Minoan terracotta bull’s head, 14th-century BC (via Christie’s).
Across the developing world, animal diseases cause huge losses. Although we do not know the full economic cost of livestock diseases, it is likely to be very high. Various estimates suggests that the global costs are tens to hundreds of billions of dollars a year, with most of these losses occurring in developing countries.
Scientists from . . . CGIAR . . . are setting up a “preemptive breeding” program to develop livestock with resistance to potential widespread outbreaks of currently localized diseases to help reduce some of the losses that would occur.
‘. . . Okeyo Mwai, a livestock geneticist at the International Livestock Research Institute (ILRI) in Kenya [says:] “Most of the [livestock] problems are in Africa where the costs of treating diseases are huge. As climate change makes diseases spread to new areas, that figure will rise astronomically . . . .
CGIAR scientists presented their preemptive breeding strategy and new evidence of threats from climate change to the science advisory body of the United Nations Framework Convention on Climate Change on June 4.
‘Current breeding strategies are inadequate because they are too slow to respond to disease outbreaks and climate challenges, the CGIAR researchers told the UNFCCC science advisory body. “The level of losses can be reduced if we proactively breed animals that are resistant and don’t require direct treatment,” Mwai says. . . .
‘For example, the Maasai tribe in Kenya have over many years bred sheep that are resistant to a deadly parasitic worm. The scientists are now working with these farmers to help introduce this breed to new areas that are suffering with high levels of the parasite. . . .
The scientists . . . are planning a research program that will use genome editing to take genetic material from resistant breeds and paste it into susceptible ones. This technology will allow a much more “precise” approach to creating animals with desirable traits.
‘In contrast, traditional breeding methods “mix and match” genes by mating individuals “in the hope” of producing individuals beneficial traits, Mwai says. But sexual reproduction offers no guarantees that offspring will exhibit the desired traits of the parents.
We need precision, not shotgun breeding, [Mwai] says.
Read the whole article by Natasha Gilbert in Scientific American, Preemptive genetics girds farmers for climate extremes and disease, 10 Jun 2015.
Read the new report, developed to inform decisions at the UN climate talks (Subsidiary Body for Scientific and Technological Advice of the UN Framework Convention on Climate Change) in Bonn, Germany, in Jun 2015: Climate and livestock disease: Assessing the vulnerability of agricultural systems to livestock pests under climate change scenarios, Jun 2015, Working Paper No. 116, CGIAR Research Program on Climate Change, Agriculture and Food Security (CCAFS), by ILRI scientists Delia Grace, Bernard Bett, Johanna Lindahl and Timothy Robinson.

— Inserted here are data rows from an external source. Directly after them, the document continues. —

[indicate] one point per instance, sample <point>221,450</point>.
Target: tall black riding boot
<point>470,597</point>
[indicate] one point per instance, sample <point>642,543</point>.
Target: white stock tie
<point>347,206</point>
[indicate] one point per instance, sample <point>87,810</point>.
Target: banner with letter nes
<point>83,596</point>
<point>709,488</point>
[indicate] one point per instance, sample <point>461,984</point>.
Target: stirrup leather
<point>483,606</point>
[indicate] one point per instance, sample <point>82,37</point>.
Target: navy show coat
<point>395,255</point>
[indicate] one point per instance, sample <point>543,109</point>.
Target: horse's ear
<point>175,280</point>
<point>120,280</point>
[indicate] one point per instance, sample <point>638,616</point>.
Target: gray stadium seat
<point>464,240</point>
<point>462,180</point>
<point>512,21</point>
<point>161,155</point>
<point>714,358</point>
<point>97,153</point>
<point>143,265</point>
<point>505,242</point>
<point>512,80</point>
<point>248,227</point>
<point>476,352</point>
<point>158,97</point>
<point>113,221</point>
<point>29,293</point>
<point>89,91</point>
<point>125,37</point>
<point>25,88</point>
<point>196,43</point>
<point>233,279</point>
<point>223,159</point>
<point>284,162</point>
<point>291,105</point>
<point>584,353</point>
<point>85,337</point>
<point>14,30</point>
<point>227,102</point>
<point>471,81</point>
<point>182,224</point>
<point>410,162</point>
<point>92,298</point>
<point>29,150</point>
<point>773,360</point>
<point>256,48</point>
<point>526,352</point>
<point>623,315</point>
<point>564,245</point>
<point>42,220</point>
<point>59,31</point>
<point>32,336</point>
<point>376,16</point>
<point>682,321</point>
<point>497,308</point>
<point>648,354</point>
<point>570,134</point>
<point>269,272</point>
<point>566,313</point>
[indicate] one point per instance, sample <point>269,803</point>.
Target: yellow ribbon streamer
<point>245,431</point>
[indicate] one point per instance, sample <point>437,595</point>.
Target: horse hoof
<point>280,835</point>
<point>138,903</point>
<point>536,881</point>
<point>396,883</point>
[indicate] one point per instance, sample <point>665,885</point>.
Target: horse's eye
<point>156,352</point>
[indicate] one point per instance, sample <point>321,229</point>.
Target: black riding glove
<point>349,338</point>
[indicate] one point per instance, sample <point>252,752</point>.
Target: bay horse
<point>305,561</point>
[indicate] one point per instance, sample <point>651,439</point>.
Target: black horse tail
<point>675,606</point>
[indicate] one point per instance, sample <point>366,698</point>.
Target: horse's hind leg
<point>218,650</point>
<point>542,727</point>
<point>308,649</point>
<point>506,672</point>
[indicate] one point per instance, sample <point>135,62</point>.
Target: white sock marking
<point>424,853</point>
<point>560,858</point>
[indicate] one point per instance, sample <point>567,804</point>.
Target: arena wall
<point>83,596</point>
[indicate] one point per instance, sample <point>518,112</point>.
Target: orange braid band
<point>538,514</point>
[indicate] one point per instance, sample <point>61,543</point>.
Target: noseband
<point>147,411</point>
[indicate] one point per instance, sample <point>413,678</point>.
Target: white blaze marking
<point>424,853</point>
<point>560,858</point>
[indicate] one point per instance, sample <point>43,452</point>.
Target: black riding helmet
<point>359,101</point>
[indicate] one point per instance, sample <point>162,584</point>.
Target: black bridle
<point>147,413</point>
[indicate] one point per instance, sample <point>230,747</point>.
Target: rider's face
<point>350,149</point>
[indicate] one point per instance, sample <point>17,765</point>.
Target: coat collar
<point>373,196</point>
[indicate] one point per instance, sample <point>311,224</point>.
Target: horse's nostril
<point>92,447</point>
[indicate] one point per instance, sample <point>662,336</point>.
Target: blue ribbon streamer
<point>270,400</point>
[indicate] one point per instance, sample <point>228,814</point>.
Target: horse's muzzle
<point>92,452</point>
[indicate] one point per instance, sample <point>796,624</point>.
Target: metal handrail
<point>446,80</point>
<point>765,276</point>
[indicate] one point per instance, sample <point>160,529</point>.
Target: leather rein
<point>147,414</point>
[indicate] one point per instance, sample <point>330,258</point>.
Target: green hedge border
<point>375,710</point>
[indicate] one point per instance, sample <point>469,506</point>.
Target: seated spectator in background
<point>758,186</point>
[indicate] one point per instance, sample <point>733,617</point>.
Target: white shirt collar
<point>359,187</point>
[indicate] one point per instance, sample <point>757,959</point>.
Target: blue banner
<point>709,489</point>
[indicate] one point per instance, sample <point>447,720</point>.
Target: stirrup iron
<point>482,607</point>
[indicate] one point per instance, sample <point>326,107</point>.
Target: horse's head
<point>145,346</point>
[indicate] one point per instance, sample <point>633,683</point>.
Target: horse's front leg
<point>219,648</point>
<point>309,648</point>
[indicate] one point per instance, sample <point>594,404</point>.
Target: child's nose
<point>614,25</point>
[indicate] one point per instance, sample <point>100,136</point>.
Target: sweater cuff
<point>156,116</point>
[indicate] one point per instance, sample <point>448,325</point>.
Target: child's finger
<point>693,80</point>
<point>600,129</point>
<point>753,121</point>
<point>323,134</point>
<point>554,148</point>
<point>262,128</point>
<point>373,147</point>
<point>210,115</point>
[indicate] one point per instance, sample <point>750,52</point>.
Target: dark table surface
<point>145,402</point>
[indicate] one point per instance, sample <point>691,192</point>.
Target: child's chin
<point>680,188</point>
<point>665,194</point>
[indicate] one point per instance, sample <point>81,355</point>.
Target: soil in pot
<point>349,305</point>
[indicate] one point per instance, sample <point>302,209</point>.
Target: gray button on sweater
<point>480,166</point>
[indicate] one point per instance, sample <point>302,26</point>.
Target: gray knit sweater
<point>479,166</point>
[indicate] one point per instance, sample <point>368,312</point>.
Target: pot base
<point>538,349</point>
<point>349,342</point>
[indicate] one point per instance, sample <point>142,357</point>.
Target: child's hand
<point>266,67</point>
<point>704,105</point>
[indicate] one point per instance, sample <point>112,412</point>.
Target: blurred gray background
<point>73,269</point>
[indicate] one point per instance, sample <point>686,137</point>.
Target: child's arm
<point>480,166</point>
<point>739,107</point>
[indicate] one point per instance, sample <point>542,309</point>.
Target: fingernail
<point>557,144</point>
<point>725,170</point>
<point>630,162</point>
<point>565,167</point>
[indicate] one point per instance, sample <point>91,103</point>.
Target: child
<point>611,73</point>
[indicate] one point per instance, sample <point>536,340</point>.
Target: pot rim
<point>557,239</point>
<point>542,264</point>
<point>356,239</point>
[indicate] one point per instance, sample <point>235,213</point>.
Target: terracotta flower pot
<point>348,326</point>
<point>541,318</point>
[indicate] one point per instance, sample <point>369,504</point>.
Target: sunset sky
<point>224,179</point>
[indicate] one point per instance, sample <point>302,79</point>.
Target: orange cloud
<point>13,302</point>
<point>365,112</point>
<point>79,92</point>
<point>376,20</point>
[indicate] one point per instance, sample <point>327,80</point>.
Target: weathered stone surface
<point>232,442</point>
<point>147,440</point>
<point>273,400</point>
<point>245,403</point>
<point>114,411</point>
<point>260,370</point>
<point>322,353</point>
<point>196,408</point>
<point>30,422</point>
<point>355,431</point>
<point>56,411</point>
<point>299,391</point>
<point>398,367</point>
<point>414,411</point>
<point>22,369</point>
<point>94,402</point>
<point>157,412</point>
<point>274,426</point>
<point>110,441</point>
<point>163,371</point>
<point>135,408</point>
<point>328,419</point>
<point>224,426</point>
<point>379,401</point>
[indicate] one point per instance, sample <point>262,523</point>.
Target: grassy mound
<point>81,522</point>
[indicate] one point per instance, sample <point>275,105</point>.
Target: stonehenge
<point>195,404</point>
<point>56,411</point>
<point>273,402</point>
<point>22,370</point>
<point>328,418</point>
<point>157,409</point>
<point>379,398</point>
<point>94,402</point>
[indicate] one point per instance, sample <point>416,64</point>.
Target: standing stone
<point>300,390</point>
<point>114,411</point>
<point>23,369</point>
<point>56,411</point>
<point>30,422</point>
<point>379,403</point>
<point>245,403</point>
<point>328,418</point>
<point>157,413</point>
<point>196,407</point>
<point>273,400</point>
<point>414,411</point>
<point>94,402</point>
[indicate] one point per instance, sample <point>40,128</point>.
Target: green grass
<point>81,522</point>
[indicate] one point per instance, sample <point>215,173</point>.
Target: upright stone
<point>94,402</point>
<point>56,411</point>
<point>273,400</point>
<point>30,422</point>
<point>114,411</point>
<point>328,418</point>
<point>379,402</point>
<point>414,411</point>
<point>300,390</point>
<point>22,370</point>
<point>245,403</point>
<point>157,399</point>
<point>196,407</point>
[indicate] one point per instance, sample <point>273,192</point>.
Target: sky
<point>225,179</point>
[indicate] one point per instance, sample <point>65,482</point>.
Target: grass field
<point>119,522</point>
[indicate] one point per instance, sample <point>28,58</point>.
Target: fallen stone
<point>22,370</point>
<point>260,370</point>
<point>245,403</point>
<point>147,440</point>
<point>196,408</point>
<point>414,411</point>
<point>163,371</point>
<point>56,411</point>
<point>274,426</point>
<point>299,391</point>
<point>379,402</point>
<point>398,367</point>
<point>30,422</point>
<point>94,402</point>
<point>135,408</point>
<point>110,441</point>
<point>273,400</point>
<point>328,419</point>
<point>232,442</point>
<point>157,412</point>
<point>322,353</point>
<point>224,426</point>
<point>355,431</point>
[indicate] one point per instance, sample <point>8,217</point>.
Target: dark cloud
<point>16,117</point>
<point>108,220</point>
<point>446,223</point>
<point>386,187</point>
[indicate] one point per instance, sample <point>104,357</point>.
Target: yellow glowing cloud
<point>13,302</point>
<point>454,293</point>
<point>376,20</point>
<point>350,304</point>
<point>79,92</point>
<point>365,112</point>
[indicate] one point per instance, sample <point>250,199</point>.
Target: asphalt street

View more CCAFS-published materials for UN climate talks in Bonn, Jun 2015 highlighting critical agricultural issues for the UN climate talk.
This article has been changed to correct a statement excerpted from the original Scientific American article saying that ‘Most of the world’s 38 billion livestock are kept in Africa’. Only some 2 billion poultry are in Africa, so this statement is inaccurate whether one takes the global poultry estimate to be 30.6 or 22.9 billion birds (at any one time). Compared to global estimates for 2013, Africa’s livestock populations are estimated by the Food and Agriculture Organization of the United Nations (FAO) to be the following:
- Cattle and water buffaloes: 0.3 of 1.7 billion = 18%
Sheep and goats: 0.68 of 2.1 billion = 32%
Pigs: 0.035 of 0.98 billion = 4%
Poultry birds: 1.9 of 22.9 = 8%
A more accurate summary of the situation would be that Africa has about:
- a fifth of the world’s large ruminants
- a third of the world’s small ruminants
- a small proportion of global pigs and poultry
In addition, the Scientific American article reported that animal diseases cost African farmers $300 billion a year; ILRI researchers estimate that this figure reflects the costs of the global rather than African disease burden; this blog article was changed accordingly.